I confessed today that my hidden indulgence, among a few, are Peppridge Farm Milano Cookies. (psst if by chance Peppridge Farm, if you are reading this or anyone else who manufactures really good cookies, can I request a well-made replica with half the calories, thanks! ) Back to my little confession, A not-to0-much-to-feel-guilty thin layer of rich chocolate between 2 perfectly sweetened shortbread wafers, PURE CHOCOLATHERAPY!!!!
Til ya had one too many. Around midnight I found myself engulfed in the clever life of The Talented Mr. Ripley. Having fallen asleep the last 3 times we attempted to watch it, this was a new movie as far as I was concerned because I couldn’t remember anything beyond the main actors in the film.
Oh did I mention that the cookies were on sale for only $1.99? that was a major hook, line and sinker on my purchasing decision! Anyway, the movie had me all caught up and on the edge of my seat with excitement and I didn’t want to risk falling asleep this go-round, so I dashed to the kitchen to refill my coffee and Ah-Ha there was my delightful bargain of goodness shining like a beacon of restoration.
But wait! What is this I see, someone has opened the bag, and ooooooh gasp! 3 cookies are missing.

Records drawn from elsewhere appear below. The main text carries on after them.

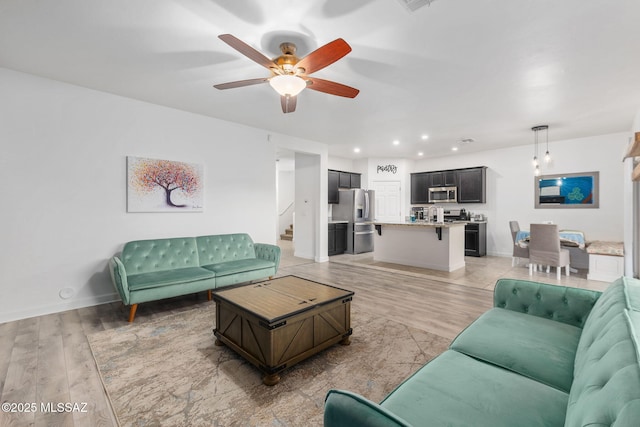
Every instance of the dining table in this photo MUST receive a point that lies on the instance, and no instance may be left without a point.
(571, 238)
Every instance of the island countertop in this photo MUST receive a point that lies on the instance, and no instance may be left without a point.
(423, 224)
(437, 246)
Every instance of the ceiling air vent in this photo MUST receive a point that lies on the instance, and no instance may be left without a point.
(413, 5)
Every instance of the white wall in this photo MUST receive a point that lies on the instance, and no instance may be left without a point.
(632, 211)
(63, 169)
(510, 186)
(341, 164)
(286, 193)
(311, 217)
(388, 169)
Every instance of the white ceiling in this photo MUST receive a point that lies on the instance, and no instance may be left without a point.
(482, 69)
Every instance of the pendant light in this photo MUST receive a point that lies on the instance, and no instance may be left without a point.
(547, 157)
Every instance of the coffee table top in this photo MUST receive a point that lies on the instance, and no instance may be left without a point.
(282, 297)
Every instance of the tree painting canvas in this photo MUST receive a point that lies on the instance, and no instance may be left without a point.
(163, 186)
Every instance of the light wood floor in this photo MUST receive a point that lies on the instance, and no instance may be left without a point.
(47, 359)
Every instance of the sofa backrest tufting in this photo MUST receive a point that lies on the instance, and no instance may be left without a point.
(145, 256)
(225, 247)
(606, 384)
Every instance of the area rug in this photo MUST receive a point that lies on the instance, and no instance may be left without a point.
(168, 372)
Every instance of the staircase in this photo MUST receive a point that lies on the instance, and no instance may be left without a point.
(288, 233)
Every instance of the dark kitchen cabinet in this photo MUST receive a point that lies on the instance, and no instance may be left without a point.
(334, 178)
(337, 239)
(472, 185)
(443, 179)
(345, 180)
(475, 239)
(419, 185)
(349, 180)
(355, 180)
(339, 179)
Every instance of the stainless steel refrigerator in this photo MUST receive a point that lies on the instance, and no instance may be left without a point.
(358, 207)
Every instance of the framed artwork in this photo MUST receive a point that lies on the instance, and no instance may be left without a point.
(569, 190)
(163, 186)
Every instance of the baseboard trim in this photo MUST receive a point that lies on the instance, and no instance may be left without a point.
(58, 308)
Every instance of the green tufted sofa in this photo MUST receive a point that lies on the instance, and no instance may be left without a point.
(545, 355)
(150, 270)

Now to some people, any other brand of cookies which might grace the package with row upon row of craving-busting sweetness, 3 missing cookies would be just a blink and a shrug. BUT NOT FOR MILANOS! 3 cookies are half of one of those cute little cupcake wrappers inside the bag. HALF! And I had plans for the whole thing. I repeat this was an evening of chocolatherapy and relaxation! Now half of my therapy was missing. So what’s a girl to do? Only the obvious. Refill the first cupcake wrapper with at least a portion of what’s missing which would rightly then leave me with approx more than half of the remaining sweet retreat for my next weekend session of chocolatherapy.
So off I go to enjoy my 4 Peppride Farm Milano cookies. A few dips and a few sips later, my stomach reminded me why I didn’t need 4 cookies. And on came the guilt. And the “gotta do a few crunches before bed” and the “uugggghhh I’m sure this extra cookie probably makes the 2 slices of pizza add up to about 4 extra minutes of cardio…and on and on the negative triggers came. Still sudo-engaged in the movie, I glanced to the side table and noticed a book I purchased and never really got into beyond the intro.

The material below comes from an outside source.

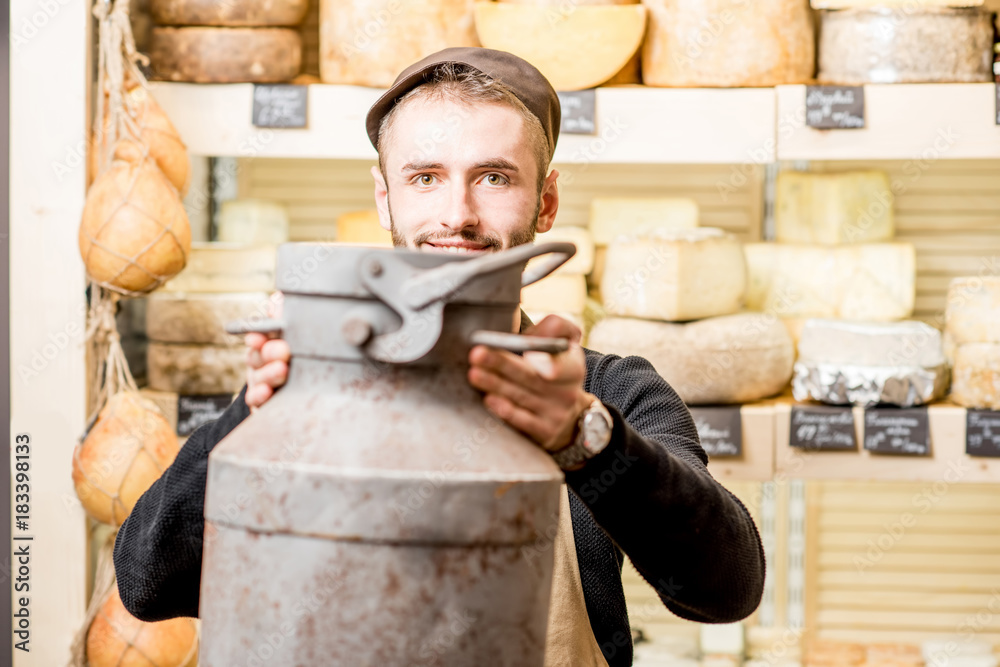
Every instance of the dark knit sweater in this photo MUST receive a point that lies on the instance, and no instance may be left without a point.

“Chocolatherapy:Satisfying the Deepest Cravings of Your Inner Chick”. Hmmm, it may as well have read “Chocolatherapy, this is why you really got mad that someone took your cookies”…I opened the book and wow! The first chapter…Hungry for a change. Perhaps I really wasn’t craving the Milano/Relaxation, maybe I was craving something else with a little side of relaxation.
Now before you shout me down and say “Oh Amia stop over thinking this, my gosh it was only a cookie” Check this out. Karen Scalf Linamen, the author says “
When chaos, change, heartache, stress or crisis send me faraging, I’m probably not really craving chocolate. At the risk of dissing my faithful cocoa friend, I’m realizing chocolate is often just a quick fix, a tasty substitute, a melt-in-your-mouth imposter. ” She says whenever we begin to lean toward ungodly amounts of comfort foods-chocolate and otherwise-chances are good that we’re longing for something else. Something healthier. Something deeper.

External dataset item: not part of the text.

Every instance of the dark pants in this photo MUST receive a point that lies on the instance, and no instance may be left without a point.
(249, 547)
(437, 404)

Again. WOW! So obviously at this point. The Talented Mr. Ripley took back-seat to my new revelation. I am on a mission now to find out, by process of elimination and prayer, what am I craving when my body is screaming for Chick Fil-A fries and ice dream, when saturday night chocolate chip cookie bars don’t have a substitute?
Here’s a start: Linamen makes the suggestion that whenever a junk food safari is mounting up hunt for the truth by asking yourself the following questions:
- Am I experiencing any discernible signs of real hunger? Stomach pains? Fatigue? Growls?
- If not, then what am I feeling right now?
- If I close my eyes and imagine myself experiencing different emotions or circumstances, do I hit on anything that makes this craving suddenly feel a little less urgent?
Until the next sweet victory…ask yourself What have you been craving? What are you hungry for?